In France, in order to follow recommendations of Haute Autorité de Santé (National Authority for Health): “never the first time with a patient”, new techniques are emerging to simulate healthcare situations (e.g., actors, manikins, role playing) but they remain practically unused in French medical schools, notably in psychiatry specialty [5].

In the recent decades, embodied conversational agents (ECAs) have shown an increasing interest in several areas, and show a great potential for medical education, playing the role of virtual patients (VPs) [6].

In the last 5 years, our research team has developed and validated several ECAs used as virtual doctors to detect sleepiness [7], addiction for tobacco and alcohol consumption [8] and major depressive disorder [9]. Therefore, in collaboration with Bordeaux Medical School, we designed another ECA simulating a patient, in order to train medical students’ skills to conduct a psychiatric interview. We hence developed a VP suffering from major depressive disorder and trained students’ abilities to extract symptomatology and communicate with empathy.

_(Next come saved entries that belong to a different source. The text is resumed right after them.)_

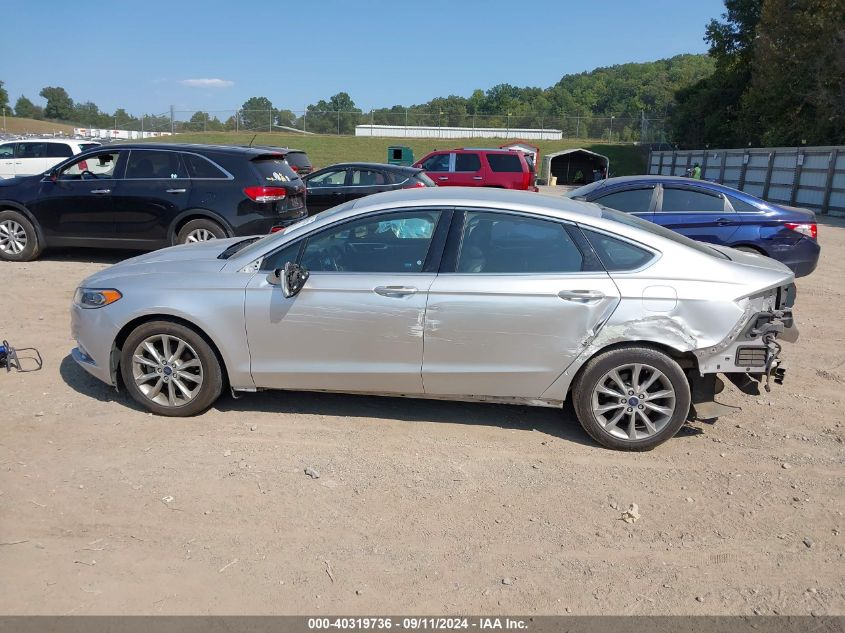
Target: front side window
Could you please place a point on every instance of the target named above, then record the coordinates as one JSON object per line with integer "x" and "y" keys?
{"x": 389, "y": 243}
{"x": 329, "y": 179}
{"x": 91, "y": 167}
{"x": 31, "y": 150}
{"x": 689, "y": 201}
{"x": 467, "y": 162}
{"x": 630, "y": 201}
{"x": 504, "y": 163}
{"x": 367, "y": 177}
{"x": 59, "y": 150}
{"x": 504, "y": 243}
{"x": 151, "y": 164}
{"x": 438, "y": 162}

In this study we present theories regarding mental health disorders and psychiatric interview characteristics in order to propose some guidelines for the development of a new virtual patient. We applied these guidelines in the design of a virtual patient suffering from depression and tested it with 35 medical students.

2 Related work

2.1 Major depressive disorder signs and symptoms

Clinical diagnosis relies on both signs (i.e., externally, observable phenomena - expressions) and symptoms (i.e., patient’s subjective complaints - experiences) [10]. In most medical specialties, physicians use tools to measure signs (e.g., blood pressure monitor, medical imaging), and clinical interviews to collect subjective symptoms. In the field of mental disorders, however, the vast majority of signs investigated, such as body movements, mood and discourse [11], are expressed as patients progressively disclose their symptoms.

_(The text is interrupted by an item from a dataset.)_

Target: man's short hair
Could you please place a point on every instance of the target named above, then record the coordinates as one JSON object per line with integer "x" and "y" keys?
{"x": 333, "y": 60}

According to the Diagnostic and Statistical Manual of Mental Disorders (DSM-5 [12],), the international standard for mental disorder diagnosis, a major depressive disorder (MDD) is diagnosed if at least 5 of the following symptoms have been present during at least 2 weeks:

  1. A.

    Depressed mood or irritable mood

  2. B.

    Diminished interest or loss of pleasure in almost all activities (anhedonia)

  3. C.

    Significant weight change or appetite disturbance

  4. D.

    Sleep disturbance (insomnia or hypersomnia)

  5. E.

    Psychomotor agitation or retardation

  6. F.

    Fatigue or loss of energy

  7. G.

    Feelings of worthlessness

  8. H.

    Diminish ability to think of concentrate; indecisiveness

  9. I.

    Recurrent thoughts of death, recurrent suicidal ideation without a specific plan, or suicide attempt or specific plan for committing suicide

Other authors [11, 13] describe MDD symptoms among three dimensions:

  • Affectivity: including depressive ideas, irritable mood and suicidal thoughts;

  • Psychomotricity: including reduced cognitive and intellectual abilities, locomotion retardation, lack of expressiveness

  • Physiological functioning: with sleep complaints, appetite disruption and sexuality disturbance

Again, we can see that the psychiatrist needs to collect and disentangle both observational and subjective symptoms during the psychiatric interview in order to diagnose MDD [1, 2].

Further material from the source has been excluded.